Минуту спустя Лев Васильевич налегке возвращался к метро, сознание того, что  он  довольно ловко справился с возникшей проблемой, придавало его жизнеутверждающему настроению оттенок юношеской игривости. На блатной манер запустив руки в карманы брюк, Лев Васильевич азартно засвистел мотивчик из “Женитьбы Фигаро”.
- Так, гражданин, остановитесь! - двое рослых молодцов преградили ему путь.
- Выньте руки из карманов, - командно-хамоватым тоном приказал блондин, облаченный в камуфляжную форму с нашивками МВД.
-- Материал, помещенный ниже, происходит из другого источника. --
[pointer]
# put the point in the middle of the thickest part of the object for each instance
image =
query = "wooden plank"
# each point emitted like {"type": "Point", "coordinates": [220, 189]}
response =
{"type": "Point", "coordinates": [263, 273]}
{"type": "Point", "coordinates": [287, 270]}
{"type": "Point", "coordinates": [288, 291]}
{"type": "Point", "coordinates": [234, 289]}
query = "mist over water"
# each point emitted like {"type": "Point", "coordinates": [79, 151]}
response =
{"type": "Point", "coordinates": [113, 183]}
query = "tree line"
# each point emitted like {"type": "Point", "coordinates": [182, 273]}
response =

- Простите? - растерянно подался вперед Лев Васильевич.
- Руки! Руки вынь! - развязно улыбаясь, пояснил чернявый с маленькой родинкой на губе. Он был в джинсах и добротной спортивной куртке фирмы “Reebok”. В его подвижных руках мелькала радиостанция. И у обоих подступивших были прически, коренным образом преобразовывающие природные формы их черепов - из округлых в квадратные.
- А, собственно, в чем дело, господа? - забормотал Лев Васильевич, но руки вынул.
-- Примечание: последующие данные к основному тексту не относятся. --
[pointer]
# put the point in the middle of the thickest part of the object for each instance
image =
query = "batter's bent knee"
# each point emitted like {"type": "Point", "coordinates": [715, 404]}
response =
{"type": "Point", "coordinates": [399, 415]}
Блондин единым нисходящим движением ощупал все те места гардероба, где возможно расположение карманов. От неожиданного жеста Лев Васильевич отпрянул нижней частью тела назад, а руки вскинул чуть выше уровня плеч. В такой позе он напоминал собой какую-то нелепую всполошившуюся птицу.
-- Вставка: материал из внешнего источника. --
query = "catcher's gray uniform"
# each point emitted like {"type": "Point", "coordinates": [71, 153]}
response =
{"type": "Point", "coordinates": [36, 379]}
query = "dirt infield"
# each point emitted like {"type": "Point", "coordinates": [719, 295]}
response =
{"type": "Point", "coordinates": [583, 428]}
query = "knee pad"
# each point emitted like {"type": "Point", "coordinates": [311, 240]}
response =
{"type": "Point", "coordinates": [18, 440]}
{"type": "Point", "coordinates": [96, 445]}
- Вы совершили мелкое хулиганство, пройдемте, - глядя поверх задержанного, монотонно, как бы повторяя для верности вызубренный урок, проговорил блондин и жестом указал Льву Васильевичу следовать вперед.
И только сделав несколько несмелых шагов, Лев Васильевич, наконец, увязал происходящее теперь с ним на тротуаре с тем, чем он занимался за контейнером несколькими минутами раньше.
- Господи, да вы что, ребята? Я же старик. У меня простатит! - чуть ли не радостно выпалил Лев Васильевич. - Не добежал, ну, не в штаны же...
- Справка при себе есть? - оборвал его тираду чернявый штатский.
- Простите?
- Документ, подтверждающий, что вы больны, можете показать?
- Нет, при себе, конечно, я такие вещи... - теряя голос, начал Лев Васильевич.
- Пройдемте, - вновь прозвучал приговор и, подхватив под локти, Льва Васильевича повлекли в сторону мрачного ларька, что находился на отшибе торгового городка, раскинувшегося при станции метро.
Мысли у мелкого хулигана путались и никак не складывались в единую цепочку логической оценки происходящего. Проскакивали лишь отдельные восклицания: “Черт!.. А собственно... Мелкое что?.. Цирк!.. Боже праведный!.. На расстрел, что ли?!”
- Так! А, собственно, что мне теперь будет? - наконец, сориентировался Лев Васильевич.
- Штраф заплатите, - еще более незаинтересованно ответил блондин.
Лев Васильевич почувствовал сильное раздражение. Все выглядело так, будто это не его задержали и неизвестно куда волокут, а он, спятив, прицепился к стражам порядка, требуя внимания к своей неприглядной персоне.
- Ну, и сколько же вы хотите? - придавая голосу крайнюю язвительность, поинтересовался Лев Васильевич.
Блондин грозно промолчал.
- Мы ничего не хотим, закон требует, - снизошел чернявый.
- Ну, и отлично! - заносчиво выпалил задержанный и остановился. - Давайте рассчитаемся и закончим этот балаган!
Лихорадочно он принялся ощупывать все свои карманы, напрочь забыв, в каком находится кошелек.
- Мужчина! Я здесь решаю, чем мы будем заниматься! Ясно?! Говорю - вперед, значит - вперед! Скажу - кукарекать, будешь кукарекать! Понятно?! По кустам гадить не надо. Вопросы есть?!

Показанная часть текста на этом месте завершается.